IamSpotted: Adventures in Cybersecurity

https://thehackernews.com/2024/07/navigating-insider-risks-are-your.html

I really enjoyed this article about insider threats and how you can mitigate them. First it discusses how employees become accidental threats. All four of the following reasons make perfectly good sense to me since I have worked outside of the IT/cybersecurity field before making a transition. In my opinion, lack of awareness is likely prevalent across all industries and fields. I’ve seen it at my old jobs and at my current one. There are some that just see an email that looks to be from a trusted source and they click links without verifying the sender or the link. I’ve also come to realize that if the leadership at the company doesn’t buy into security awareness, then it is especially difficult to get the rest of the employees to take it seriously as well. I find this unfortunate, because a lot of cyber attacks could be prevented by basic awareness when checking emails. Another one of the bullet points was Poor Credential Handling. This is also something I see a lot now that I’m working in the IT field. The number of people who have written down passwords stashed around their desk amazes me. I’ve asked some about it and I’ve been told that they have too many passwords to remember. When I hear that, I always recommend that they look into a password manager so that they really only have to remember one password and the rest are stored securely. So far, out of all the people I’ve suggested it to, only one person has actually followed through and started using a password manager. The next time I saw them, they were so happy with the password manager and told me they wished they knew about it sooner.

In the next section, the writer discussed various ways that accidental insiders assist with external attacks. He mentions how the attackers use phishing emails for inital access, then they elevate their privileges, next they start lateral movement, and use social engineering as needed. At each point he describes how someone on the inside could help the attackers accidentally.

Once they have executed their attack, we see the consequences of having an accidental insider. The damage done can be financial, reputational, operational, or intellectual. One company I worked for got hit with ransomware on two different occasions before I worked there. When you get hit with ransomware, all four of those categories get affected to some extent. I’m obviously not familiar with all the details, but I was told that there were many long nights trying to recover and everyone that was there could tell me how it affected them, all the way from people without accounts up to the CEO.

Finally, the article discussed ways that you can reduce the risk of an accidental insider. This ranges from Security Awareness training to Instituting a culture of security.
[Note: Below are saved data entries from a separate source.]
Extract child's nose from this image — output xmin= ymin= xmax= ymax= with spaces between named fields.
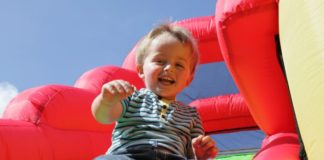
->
xmin=164 ymin=64 xmax=174 ymax=72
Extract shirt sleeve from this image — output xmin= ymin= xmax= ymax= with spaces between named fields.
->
xmin=119 ymin=90 xmax=138 ymax=118
xmin=187 ymin=107 xmax=205 ymax=159
xmin=191 ymin=107 xmax=205 ymax=138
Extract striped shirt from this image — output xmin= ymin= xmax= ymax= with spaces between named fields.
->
xmin=107 ymin=88 xmax=204 ymax=158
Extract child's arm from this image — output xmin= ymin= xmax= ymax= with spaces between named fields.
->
xmin=192 ymin=135 xmax=218 ymax=160
xmin=91 ymin=80 xmax=135 ymax=124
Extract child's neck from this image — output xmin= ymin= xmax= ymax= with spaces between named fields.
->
xmin=158 ymin=96 xmax=175 ymax=105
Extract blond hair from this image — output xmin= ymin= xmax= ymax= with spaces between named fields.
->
xmin=136 ymin=24 xmax=200 ymax=73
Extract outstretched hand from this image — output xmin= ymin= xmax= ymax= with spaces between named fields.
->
xmin=101 ymin=80 xmax=135 ymax=105
xmin=192 ymin=135 xmax=218 ymax=160
xmin=91 ymin=79 xmax=136 ymax=124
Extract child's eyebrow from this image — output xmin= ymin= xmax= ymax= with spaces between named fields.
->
xmin=152 ymin=55 xmax=164 ymax=59
xmin=178 ymin=57 xmax=189 ymax=63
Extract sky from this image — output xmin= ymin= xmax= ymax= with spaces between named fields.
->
xmin=0 ymin=1 xmax=217 ymax=115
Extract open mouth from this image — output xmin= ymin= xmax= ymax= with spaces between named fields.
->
xmin=158 ymin=77 xmax=175 ymax=85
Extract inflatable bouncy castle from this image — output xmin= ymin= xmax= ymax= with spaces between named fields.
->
xmin=1 ymin=0 xmax=323 ymax=159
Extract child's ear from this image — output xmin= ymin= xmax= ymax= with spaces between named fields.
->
xmin=137 ymin=65 xmax=144 ymax=79
xmin=186 ymin=74 xmax=194 ymax=86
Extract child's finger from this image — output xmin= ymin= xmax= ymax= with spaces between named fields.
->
xmin=113 ymin=81 xmax=126 ymax=93
xmin=207 ymin=147 xmax=218 ymax=158
xmin=201 ymin=136 xmax=214 ymax=146
xmin=102 ymin=83 xmax=117 ymax=94
xmin=115 ymin=80 xmax=134 ymax=96
xmin=200 ymin=136 xmax=216 ymax=150
xmin=121 ymin=80 xmax=135 ymax=94
xmin=102 ymin=81 xmax=126 ymax=97
xmin=192 ymin=135 xmax=203 ymax=147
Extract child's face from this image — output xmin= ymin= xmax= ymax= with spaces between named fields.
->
xmin=137 ymin=33 xmax=194 ymax=101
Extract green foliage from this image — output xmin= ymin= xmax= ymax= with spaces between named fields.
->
xmin=215 ymin=153 xmax=254 ymax=160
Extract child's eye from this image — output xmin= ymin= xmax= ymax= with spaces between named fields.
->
xmin=176 ymin=63 xmax=184 ymax=69
xmin=155 ymin=59 xmax=164 ymax=65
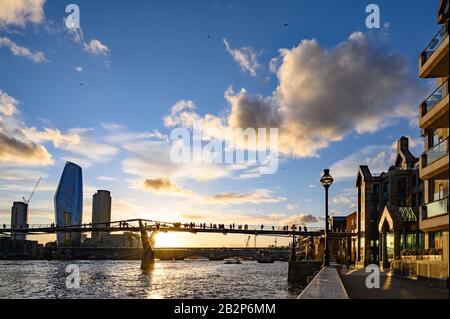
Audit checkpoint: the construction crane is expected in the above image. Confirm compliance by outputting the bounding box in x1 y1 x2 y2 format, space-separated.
22 177 42 205
245 235 251 249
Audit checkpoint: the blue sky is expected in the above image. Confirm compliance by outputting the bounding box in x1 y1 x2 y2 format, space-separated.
0 0 439 246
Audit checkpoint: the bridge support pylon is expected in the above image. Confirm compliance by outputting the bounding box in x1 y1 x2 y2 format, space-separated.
139 220 156 272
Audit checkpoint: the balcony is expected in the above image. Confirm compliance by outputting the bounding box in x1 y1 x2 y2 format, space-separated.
423 197 449 219
419 23 449 78
419 81 449 130
420 139 449 180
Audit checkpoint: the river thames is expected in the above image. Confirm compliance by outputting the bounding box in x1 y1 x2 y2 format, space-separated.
0 260 303 299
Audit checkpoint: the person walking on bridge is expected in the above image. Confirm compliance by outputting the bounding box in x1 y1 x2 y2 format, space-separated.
261 224 264 230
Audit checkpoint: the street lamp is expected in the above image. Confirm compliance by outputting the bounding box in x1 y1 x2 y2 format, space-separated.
320 169 334 267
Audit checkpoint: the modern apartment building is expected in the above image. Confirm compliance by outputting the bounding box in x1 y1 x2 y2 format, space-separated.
356 137 423 266
92 190 112 243
418 0 449 285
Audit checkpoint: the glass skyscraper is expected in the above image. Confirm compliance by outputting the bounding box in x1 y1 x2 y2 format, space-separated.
54 161 83 247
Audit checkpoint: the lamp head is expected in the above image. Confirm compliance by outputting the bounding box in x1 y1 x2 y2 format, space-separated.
320 169 334 188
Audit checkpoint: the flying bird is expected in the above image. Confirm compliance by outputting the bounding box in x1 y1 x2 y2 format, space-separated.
282 23 289 27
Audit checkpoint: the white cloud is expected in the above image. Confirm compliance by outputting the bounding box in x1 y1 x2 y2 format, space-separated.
331 188 357 209
223 38 260 76
22 127 118 165
141 177 284 205
83 39 109 56
330 136 423 180
0 0 45 29
74 66 83 72
0 36 48 63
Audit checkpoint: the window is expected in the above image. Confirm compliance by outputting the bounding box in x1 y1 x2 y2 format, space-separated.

Currently, I run the phishing awareness training for my employer. I really enjoy this and it’s always fun to hear from people when it starts to click in their head. When I first started, we hardly ever got suspicious emails reported. Now, as the employees are learning what to look for, they are starting to report more suspicious emails. Most of the time, they have been harmless, but we have also had a few reported that did have either malicious links or malicious files attached.

This article is a great read and I highly recommend you take a look at it!